PD-1 is transiently up-regulated on M72-specific CD4 T cells 7 days after each vaccination. The median fluorescence intensity (MFI) of PD-1 was measured on M72-specific T cells producing either IFN-γ or tumor necrosis factor (TNF)-α in whole blood after stimulation with M72 protein. (A) Representative longitudinal flow cytometry data from a single vaccinated donor; plots are gated on CD3⁺CD4⁺ lymphocytes. Gray dots indicate PD-1–negative CD4 T cells; red dots indicate PD-1–positive CD4 T cells. (B) Comparison of PD-1 MFI between total CD4 T cells (black circles) and M72-specific (IFN-γ–positive; open circles) CD4 T cells. Only individuals with IFN-γ–positive M72-specific CD4 T-cell responses are shown at each time point (Day 0, n = 24; Day 7, n = 41; Day 30, n = 41; Day 37, n = 43; Day 60, n = 43; Day 210, n = 42).

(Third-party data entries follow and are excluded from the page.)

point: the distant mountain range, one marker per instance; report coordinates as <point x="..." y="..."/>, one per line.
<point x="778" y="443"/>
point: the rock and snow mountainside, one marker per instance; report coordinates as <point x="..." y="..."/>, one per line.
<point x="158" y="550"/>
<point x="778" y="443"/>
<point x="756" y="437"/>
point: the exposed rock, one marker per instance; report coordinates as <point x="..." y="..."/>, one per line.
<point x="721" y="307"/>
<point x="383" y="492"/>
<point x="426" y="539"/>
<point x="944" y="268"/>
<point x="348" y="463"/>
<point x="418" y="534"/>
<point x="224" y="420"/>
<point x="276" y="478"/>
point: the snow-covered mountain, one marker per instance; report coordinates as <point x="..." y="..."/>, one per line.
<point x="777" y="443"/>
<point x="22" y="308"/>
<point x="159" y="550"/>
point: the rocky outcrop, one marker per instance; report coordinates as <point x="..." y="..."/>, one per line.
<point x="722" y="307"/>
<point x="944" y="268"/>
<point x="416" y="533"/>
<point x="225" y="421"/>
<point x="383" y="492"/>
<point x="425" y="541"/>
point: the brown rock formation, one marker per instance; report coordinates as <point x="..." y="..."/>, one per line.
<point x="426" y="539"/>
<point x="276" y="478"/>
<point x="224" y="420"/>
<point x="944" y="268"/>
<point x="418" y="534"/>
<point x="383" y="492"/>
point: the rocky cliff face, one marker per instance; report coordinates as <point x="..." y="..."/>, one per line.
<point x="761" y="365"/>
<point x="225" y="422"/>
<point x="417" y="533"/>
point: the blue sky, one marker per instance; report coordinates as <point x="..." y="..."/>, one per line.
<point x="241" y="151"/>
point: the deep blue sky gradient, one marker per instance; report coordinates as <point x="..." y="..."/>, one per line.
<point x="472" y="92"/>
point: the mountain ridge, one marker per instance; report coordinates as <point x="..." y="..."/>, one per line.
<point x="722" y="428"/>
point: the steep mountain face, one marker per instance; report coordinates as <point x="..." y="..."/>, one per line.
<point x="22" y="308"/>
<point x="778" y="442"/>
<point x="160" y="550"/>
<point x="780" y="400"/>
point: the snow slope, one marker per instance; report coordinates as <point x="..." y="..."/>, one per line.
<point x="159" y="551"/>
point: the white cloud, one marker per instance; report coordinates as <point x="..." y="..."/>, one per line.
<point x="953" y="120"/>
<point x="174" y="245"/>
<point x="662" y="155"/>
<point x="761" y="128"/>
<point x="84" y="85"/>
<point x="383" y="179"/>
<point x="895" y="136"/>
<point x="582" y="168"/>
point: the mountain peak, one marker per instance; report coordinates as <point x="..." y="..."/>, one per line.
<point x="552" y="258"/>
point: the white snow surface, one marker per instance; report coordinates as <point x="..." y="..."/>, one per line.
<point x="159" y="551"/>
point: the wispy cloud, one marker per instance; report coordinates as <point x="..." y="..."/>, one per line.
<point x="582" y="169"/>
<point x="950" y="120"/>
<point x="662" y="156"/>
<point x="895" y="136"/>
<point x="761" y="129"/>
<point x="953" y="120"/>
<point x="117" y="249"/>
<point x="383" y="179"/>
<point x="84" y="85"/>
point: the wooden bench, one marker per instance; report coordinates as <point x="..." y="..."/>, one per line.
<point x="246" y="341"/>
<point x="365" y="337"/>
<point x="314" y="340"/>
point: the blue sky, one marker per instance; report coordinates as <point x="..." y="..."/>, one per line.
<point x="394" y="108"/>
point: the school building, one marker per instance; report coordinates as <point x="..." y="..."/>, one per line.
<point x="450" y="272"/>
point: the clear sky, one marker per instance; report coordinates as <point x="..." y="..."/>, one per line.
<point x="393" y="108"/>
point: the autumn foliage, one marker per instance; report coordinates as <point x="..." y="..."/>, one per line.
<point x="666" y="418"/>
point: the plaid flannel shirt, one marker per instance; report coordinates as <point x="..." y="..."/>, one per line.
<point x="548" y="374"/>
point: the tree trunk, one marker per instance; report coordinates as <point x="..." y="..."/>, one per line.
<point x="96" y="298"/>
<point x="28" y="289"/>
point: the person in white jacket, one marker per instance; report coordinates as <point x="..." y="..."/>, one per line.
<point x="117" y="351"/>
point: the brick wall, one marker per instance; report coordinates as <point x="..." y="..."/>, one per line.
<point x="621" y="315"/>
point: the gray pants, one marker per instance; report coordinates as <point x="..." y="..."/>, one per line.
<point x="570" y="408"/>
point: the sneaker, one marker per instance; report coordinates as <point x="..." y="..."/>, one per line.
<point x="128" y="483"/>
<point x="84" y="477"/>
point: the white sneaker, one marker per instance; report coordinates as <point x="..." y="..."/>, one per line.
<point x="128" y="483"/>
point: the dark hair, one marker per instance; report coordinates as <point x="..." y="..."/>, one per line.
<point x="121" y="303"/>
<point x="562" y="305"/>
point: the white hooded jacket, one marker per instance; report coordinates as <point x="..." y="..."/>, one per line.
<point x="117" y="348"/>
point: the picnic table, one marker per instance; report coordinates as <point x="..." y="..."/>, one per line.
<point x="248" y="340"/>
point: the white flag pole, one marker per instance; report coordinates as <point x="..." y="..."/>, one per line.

Differences between PD-1 expression on total CD4 T cells and M72-specific CD4 T cells at each time point were determined by the Wilcoxon matched-pairs test. (C) Longitudinal analysis of PD-1 MFI on M72-specific IFN-γ–positive CD4 T-cell responses on an individual donor basis. Differences in PD-1 MFI on M72-specific CD4 T cells between time points were determined by the Mann-Whitney test.

Figure 6.

Increased frequencies of specific subsets of M72-specific CD4 and CD8 T cells after M72/AS01 vaccination of Mycobacterium tuberculosis–infected participants, compared with uninfected participants. M72-specific CD4 and CD8 T-cell responses were assessed in all vaccinated donors with a whole blood intracellular cytokine staining assay, as described in Figures 1 and 2. (A) The total frequency of cytokine-producing M72-specific CD4 T cells and IFN-γ–producing M72-specific CD8 T cells (D) were compared between the tuberculin skin test (TST) less than 10 mm and greater than or equal to 10 mm subgroups (n = 14 and n = 28, respectively). (B) Comparison of the total frequency of Ki67⁺ CD4 T cells and Ki67⁺ CD4 Treg cells (C) between the TST less than 10 mm and greater than or equal to 10 mm subgroups (n = 15 and n = 26, respectively). (E) Comparison of the total frequency of Ki67+ CD8 T cells between the TST less than 10 mm and greater than or equal to 10 mm subgroups (n = 15 and n = 26, respectively). The median and interquartile ranges are shown for each group at each time point. Open circles represent the TST less than 10 mm subgroup and black circles represent the TST greater than or equal to 10 mm subgroup. For all analyses, differences between the groups at each time point were assessed by the Mann-Whitney test.